A referendum on the transfer of Riga Cathedral to the Lutheran Church was held in Latvia on 5 and 6 September 1931. Although 80% of those voting voted in favour, they represented only 32% of registered voters, and the referendum required 50% of registered voters to vote in favour for the proposal to pass. However, the unusually high turnout demonstrated the scale of nationalist mobilisation, and later the same month the government issued an ordinance that divided administrative authority among the three Lutheran communities but effectively gave control to the two Latvian communities.

==Background==
In 1923 the Latvian government had assigned St. James Church to the Catholic Church. A referendum in September that year against the expropriation, as although a large majority voted against, voter turnout was below the quorum required. The Latvian Lutheran congregation ("Friedensgemeinde") of the church was granted the right to use the cathedral through an agreement with the German congregation that owned it. A few years later, another Latvian congregation (the garrison congregation) was granted the same rights. The Lutheran bishop was also granted the right to use the church under this same 1923 law.

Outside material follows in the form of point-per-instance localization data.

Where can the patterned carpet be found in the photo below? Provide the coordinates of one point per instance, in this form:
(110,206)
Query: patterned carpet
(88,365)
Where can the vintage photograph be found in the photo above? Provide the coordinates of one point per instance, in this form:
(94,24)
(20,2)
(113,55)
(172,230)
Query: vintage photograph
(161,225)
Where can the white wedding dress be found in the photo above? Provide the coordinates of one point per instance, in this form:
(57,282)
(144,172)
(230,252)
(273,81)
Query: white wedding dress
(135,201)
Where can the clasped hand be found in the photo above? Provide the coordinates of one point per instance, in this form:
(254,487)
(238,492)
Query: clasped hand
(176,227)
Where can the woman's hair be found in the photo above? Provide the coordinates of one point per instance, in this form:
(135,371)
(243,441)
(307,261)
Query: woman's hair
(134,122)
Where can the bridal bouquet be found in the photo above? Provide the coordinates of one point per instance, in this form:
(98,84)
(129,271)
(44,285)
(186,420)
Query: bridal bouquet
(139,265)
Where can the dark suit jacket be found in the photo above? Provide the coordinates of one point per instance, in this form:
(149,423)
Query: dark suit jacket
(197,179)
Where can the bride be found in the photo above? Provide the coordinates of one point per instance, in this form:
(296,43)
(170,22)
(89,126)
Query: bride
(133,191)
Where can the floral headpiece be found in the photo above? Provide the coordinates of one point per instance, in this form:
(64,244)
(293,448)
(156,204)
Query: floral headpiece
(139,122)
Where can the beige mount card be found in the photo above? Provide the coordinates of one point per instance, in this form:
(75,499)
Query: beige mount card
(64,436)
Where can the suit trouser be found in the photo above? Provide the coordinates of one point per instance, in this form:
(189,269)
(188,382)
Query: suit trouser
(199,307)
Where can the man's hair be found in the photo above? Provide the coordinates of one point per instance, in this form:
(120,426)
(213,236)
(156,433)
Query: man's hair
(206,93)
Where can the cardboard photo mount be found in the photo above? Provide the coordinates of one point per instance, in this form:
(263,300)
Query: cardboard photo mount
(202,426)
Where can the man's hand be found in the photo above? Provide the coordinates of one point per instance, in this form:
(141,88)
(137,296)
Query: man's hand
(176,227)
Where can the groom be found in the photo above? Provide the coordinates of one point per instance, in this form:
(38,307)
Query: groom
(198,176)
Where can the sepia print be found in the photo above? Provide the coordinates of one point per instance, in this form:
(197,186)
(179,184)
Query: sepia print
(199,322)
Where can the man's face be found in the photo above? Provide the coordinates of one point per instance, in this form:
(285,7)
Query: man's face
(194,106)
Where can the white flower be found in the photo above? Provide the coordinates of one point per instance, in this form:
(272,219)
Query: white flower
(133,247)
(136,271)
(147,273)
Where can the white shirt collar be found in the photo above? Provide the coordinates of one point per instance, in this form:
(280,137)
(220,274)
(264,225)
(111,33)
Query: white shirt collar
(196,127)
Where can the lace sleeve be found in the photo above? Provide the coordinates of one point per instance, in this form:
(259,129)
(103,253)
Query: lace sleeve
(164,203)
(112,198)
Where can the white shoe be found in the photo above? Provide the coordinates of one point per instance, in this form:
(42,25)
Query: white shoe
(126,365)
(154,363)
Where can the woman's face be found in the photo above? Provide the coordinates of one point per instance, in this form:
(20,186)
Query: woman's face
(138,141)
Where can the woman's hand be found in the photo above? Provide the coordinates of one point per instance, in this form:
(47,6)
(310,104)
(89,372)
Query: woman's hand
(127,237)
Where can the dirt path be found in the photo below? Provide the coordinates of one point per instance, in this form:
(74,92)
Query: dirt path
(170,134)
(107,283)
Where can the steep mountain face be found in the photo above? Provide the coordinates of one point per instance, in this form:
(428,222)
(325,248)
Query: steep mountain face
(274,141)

Beginning in 1930, people began to challenge the church's exclusive right to property and gained the support of several political parties to bring the church under state control. Although the Saeima rejected the proposal, a sufficient number of signatures were collected to organise a referendum, in accordance with the constitution.

==Results==

| Choice |  | Votes | % |
| For |  | 380,714 | 97.87 |
| Against |  | 8,267 | 2.13 |
| Total |  | 388,981 | 100.00 |
| Valid votes |  | 388,981 | 99.70 |
| Invalid/blank votes |  | 1,179 | 0.30 |
| Total votes |  | 390,160 | 100.00 |
| Registered voters/turnout |  | 1,217,914 | 32.04 |
Source: Direct Democracy

==Aftermath==
The affair led to a breakdown in relations between the Latvians and the German minority. The German community decided to leave the cathedral in protest. Similarly, to protest against state interference in church affairs, the Latvian Lutheran bishop Irbe resigned. The outcome of the referendum led to an increase in the popularity of nationalists parties in the parliamentary elections in October.